Internship Week Two
Two weeks have pasted since the engineering firm Coastal Controls decided to give me a sneak preview into the 9 to 5 lifestyle my studies will inevitably lead me to. And I have to say I like it. Unlike in the class room setting where theory is smashed into my brain and then regurgitated in lab. This place actually puts all the theory straight into practice.
Coastal Controls specializes in control systems. Specifically those for running motors which control some type of robotic process. My first project, which I’m finding the most interesting does exactly that. A 500 pound robotic arm has been sitting in their machine shop for about a year now, lifeless. I was told to “make it do something”. I haven’t decided what something I want it to do yet because I have only been able to turn the servo brakes off. The real problem so far has been making the cables. Each motor on the robot has it’s own pair of control cables that connected to some kind of bus; the robot is from the 90’s so it’s an older type of relay, probably custom. Before I can send control signals to the robot’s six servo motors, the cables have to be taken apart then re-soldered to fit the Delta Tau controller, which sends data out over a 15 pin serial cable to a smart amp.

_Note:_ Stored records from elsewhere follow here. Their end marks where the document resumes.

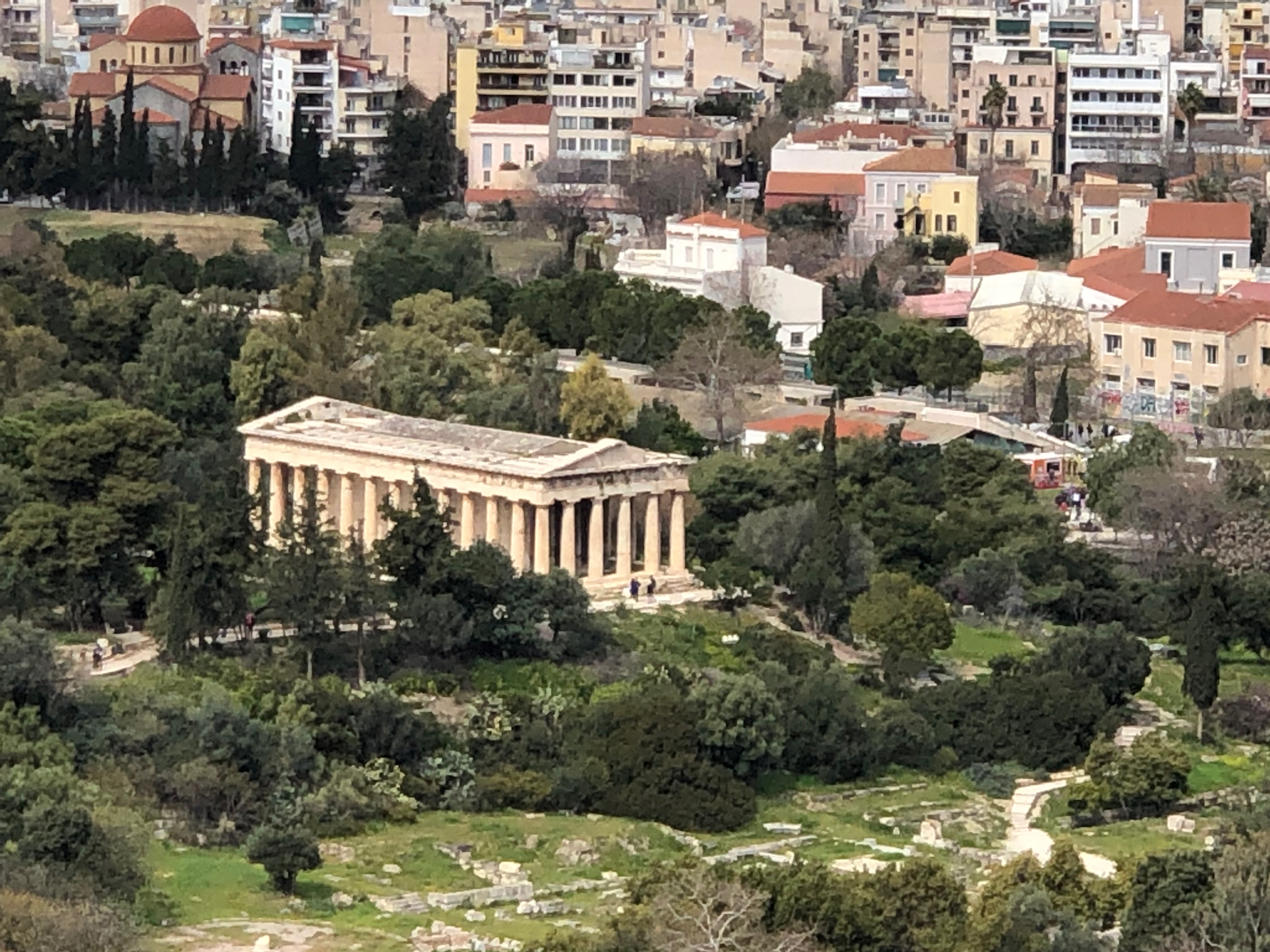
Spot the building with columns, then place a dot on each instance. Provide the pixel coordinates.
(601, 511)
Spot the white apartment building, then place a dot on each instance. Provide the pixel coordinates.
(726, 260)
(1118, 106)
(597, 87)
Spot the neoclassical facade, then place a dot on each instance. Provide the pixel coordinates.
(601, 511)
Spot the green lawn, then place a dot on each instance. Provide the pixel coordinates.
(978, 646)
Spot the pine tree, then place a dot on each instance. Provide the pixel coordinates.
(1062, 409)
(128, 135)
(1202, 669)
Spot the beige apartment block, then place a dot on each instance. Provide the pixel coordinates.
(413, 42)
(598, 511)
(1166, 346)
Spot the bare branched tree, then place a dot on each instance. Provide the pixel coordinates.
(698, 912)
(719, 361)
(667, 183)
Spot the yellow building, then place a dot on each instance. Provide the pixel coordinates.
(506, 66)
(950, 206)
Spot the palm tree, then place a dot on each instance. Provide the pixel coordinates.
(1191, 102)
(993, 107)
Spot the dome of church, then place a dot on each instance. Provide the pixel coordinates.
(163, 24)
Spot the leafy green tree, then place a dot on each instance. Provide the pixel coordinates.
(1202, 667)
(905, 619)
(742, 724)
(303, 575)
(1163, 894)
(285, 852)
(592, 404)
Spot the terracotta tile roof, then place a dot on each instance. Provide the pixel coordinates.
(253, 43)
(163, 24)
(1199, 220)
(672, 127)
(991, 263)
(171, 88)
(846, 427)
(1250, 291)
(930, 161)
(856, 130)
(94, 84)
(156, 118)
(713, 220)
(523, 115)
(225, 87)
(813, 184)
(1174, 309)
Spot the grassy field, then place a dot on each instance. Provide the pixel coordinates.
(978, 646)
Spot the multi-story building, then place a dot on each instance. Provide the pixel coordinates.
(598, 86)
(505, 66)
(1025, 138)
(1192, 243)
(1118, 106)
(1255, 83)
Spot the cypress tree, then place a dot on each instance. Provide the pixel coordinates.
(1202, 669)
(1062, 409)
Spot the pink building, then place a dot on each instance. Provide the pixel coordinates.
(506, 145)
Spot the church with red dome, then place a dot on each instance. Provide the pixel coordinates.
(179, 82)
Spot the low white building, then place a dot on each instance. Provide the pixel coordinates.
(726, 260)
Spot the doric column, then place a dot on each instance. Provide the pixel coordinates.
(346, 505)
(468, 521)
(677, 562)
(652, 535)
(624, 536)
(568, 539)
(543, 539)
(299, 482)
(370, 511)
(277, 501)
(492, 526)
(253, 488)
(329, 499)
(517, 535)
(596, 540)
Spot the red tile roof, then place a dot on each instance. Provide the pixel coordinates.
(814, 184)
(672, 127)
(163, 24)
(93, 84)
(252, 43)
(216, 87)
(1250, 291)
(523, 115)
(1174, 309)
(930, 161)
(856, 130)
(713, 220)
(1199, 220)
(991, 263)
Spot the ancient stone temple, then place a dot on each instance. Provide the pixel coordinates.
(602, 511)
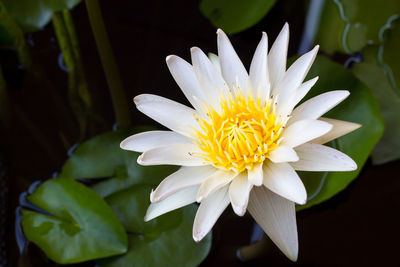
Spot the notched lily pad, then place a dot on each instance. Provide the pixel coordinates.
(174, 245)
(101, 157)
(80, 225)
(235, 15)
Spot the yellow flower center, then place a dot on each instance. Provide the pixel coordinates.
(241, 134)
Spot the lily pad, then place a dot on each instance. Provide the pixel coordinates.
(164, 241)
(380, 70)
(80, 225)
(360, 107)
(349, 25)
(235, 15)
(32, 15)
(101, 157)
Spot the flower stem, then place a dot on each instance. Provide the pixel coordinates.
(109, 65)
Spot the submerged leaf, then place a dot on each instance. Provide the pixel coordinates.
(80, 227)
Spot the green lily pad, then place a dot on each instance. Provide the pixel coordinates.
(32, 15)
(235, 15)
(81, 226)
(360, 107)
(164, 241)
(380, 70)
(349, 25)
(101, 157)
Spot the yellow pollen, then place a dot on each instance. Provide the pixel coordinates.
(241, 135)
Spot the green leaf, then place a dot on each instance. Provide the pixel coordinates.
(32, 15)
(81, 226)
(380, 70)
(360, 107)
(101, 157)
(348, 25)
(164, 241)
(235, 15)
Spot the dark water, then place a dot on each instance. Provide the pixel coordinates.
(351, 229)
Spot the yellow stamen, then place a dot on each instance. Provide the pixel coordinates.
(242, 134)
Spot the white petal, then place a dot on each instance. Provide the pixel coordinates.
(303, 131)
(209, 78)
(339, 129)
(176, 154)
(239, 191)
(148, 140)
(256, 174)
(259, 70)
(185, 77)
(277, 217)
(315, 157)
(286, 108)
(215, 61)
(283, 154)
(214, 182)
(233, 71)
(171, 114)
(277, 57)
(303, 90)
(283, 180)
(209, 211)
(295, 75)
(183, 178)
(318, 106)
(173, 202)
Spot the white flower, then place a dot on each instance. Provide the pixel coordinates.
(244, 140)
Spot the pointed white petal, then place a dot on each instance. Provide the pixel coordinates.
(215, 181)
(315, 157)
(277, 57)
(259, 70)
(303, 90)
(282, 179)
(210, 80)
(215, 61)
(185, 77)
(148, 140)
(286, 108)
(173, 202)
(339, 129)
(318, 106)
(277, 217)
(183, 178)
(256, 174)
(175, 154)
(295, 75)
(303, 131)
(283, 154)
(233, 71)
(171, 114)
(209, 211)
(239, 191)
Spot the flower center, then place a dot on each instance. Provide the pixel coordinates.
(241, 134)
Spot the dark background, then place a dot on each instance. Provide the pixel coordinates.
(359, 226)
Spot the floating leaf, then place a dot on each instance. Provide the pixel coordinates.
(101, 157)
(348, 25)
(235, 15)
(164, 241)
(32, 15)
(80, 227)
(360, 107)
(380, 70)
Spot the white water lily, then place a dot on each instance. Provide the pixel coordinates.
(244, 138)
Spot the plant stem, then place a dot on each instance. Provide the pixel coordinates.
(109, 65)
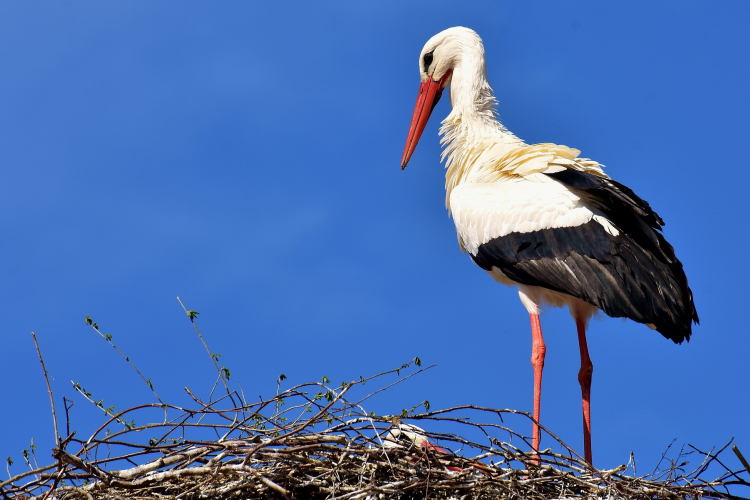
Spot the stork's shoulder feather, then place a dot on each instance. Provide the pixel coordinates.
(511, 191)
(542, 158)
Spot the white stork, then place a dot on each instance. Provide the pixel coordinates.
(543, 219)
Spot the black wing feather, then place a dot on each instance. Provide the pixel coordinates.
(634, 274)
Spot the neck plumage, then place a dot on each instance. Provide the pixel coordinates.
(472, 134)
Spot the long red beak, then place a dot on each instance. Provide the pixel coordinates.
(429, 95)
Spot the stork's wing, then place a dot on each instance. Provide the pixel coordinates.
(582, 235)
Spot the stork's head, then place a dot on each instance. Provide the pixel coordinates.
(440, 56)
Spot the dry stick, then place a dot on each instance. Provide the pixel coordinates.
(109, 339)
(742, 459)
(210, 354)
(49, 389)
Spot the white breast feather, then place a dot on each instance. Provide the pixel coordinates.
(483, 211)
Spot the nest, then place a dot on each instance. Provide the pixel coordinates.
(316, 441)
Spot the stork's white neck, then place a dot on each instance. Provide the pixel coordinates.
(472, 135)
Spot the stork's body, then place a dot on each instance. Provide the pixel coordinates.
(540, 218)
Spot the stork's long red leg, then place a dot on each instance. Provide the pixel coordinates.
(538, 350)
(584, 378)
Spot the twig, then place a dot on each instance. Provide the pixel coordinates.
(210, 354)
(49, 388)
(742, 459)
(108, 338)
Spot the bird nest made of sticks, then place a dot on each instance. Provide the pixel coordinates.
(314, 441)
(317, 441)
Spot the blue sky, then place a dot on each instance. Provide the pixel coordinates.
(246, 158)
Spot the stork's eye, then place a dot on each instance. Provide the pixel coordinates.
(427, 60)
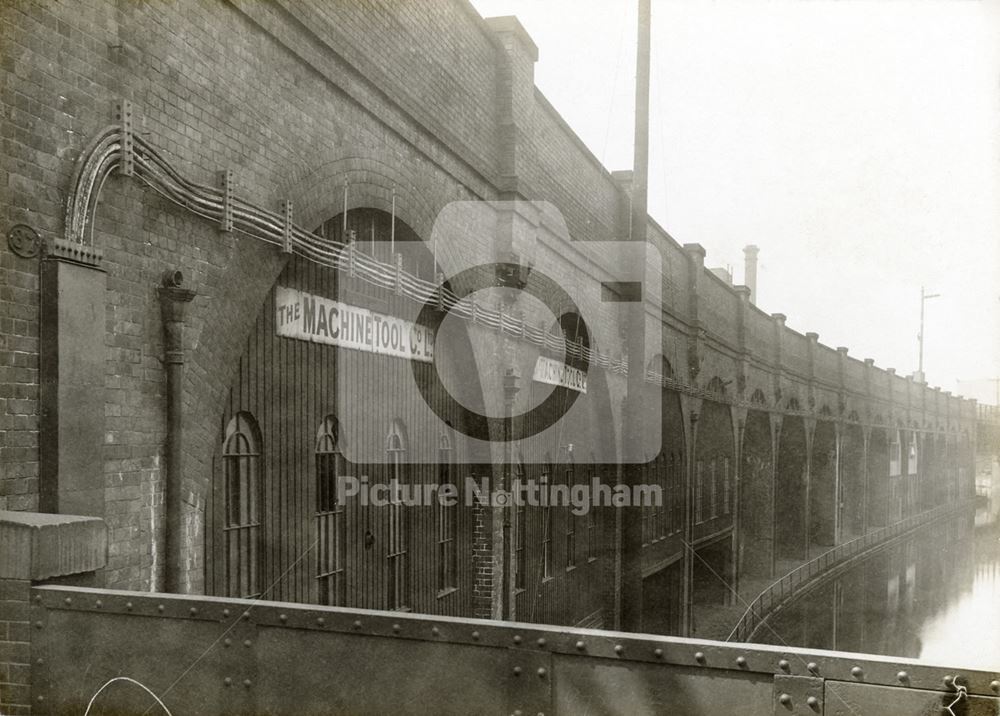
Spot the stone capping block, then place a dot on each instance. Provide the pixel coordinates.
(36, 545)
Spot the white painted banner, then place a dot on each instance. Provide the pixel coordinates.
(306, 317)
(555, 372)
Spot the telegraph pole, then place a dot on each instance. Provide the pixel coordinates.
(636, 339)
(920, 336)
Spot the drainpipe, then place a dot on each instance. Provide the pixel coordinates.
(173, 303)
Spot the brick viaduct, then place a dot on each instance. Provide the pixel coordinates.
(427, 103)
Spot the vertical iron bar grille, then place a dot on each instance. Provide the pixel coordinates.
(570, 520)
(446, 520)
(726, 488)
(592, 513)
(330, 523)
(648, 533)
(520, 532)
(713, 499)
(699, 493)
(676, 469)
(398, 592)
(241, 465)
(546, 522)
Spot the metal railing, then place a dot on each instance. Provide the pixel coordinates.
(789, 585)
(122, 652)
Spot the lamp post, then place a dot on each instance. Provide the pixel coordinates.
(920, 336)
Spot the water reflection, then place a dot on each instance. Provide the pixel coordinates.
(935, 597)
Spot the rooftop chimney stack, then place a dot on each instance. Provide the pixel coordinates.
(750, 271)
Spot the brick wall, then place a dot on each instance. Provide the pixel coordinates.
(15, 647)
(390, 95)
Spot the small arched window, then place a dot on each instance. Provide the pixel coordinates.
(520, 527)
(546, 480)
(241, 451)
(447, 518)
(570, 473)
(397, 553)
(330, 522)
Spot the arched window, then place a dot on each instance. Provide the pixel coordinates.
(241, 449)
(397, 557)
(330, 523)
(447, 518)
(570, 475)
(726, 487)
(520, 528)
(699, 493)
(593, 516)
(545, 481)
(895, 454)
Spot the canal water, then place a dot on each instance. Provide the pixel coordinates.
(934, 597)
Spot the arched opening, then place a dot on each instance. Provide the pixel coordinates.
(663, 525)
(713, 574)
(397, 551)
(878, 478)
(851, 485)
(238, 537)
(790, 491)
(756, 542)
(321, 404)
(330, 519)
(823, 486)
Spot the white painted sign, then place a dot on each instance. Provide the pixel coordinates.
(306, 317)
(555, 372)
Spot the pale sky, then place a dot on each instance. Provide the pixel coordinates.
(856, 143)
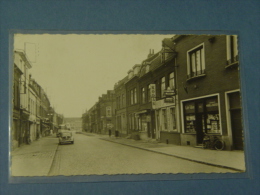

Over The last two days I have burned my fingers raw soldering the six cables’ 12 internal wires to their new 15 pin serial cable home. Hopefully my horrific soldering skills doesn’t bridge any of the internal connections — that are only a few millimeters apart — and I can finally start programing the controller. Allowing me to move on to the next step of “making it do something”.
The second project I was assigned to, utilizes my knowledge of web development. While I can’t go into detail about what the end product will actually do. I can say I’m essentially building a content management system from scratch, which can preform complex calculations on user supplied data automatically in MATLAB or a similar program. It’s too bad I can’t go into specifics because this project has really expanded my development expertise.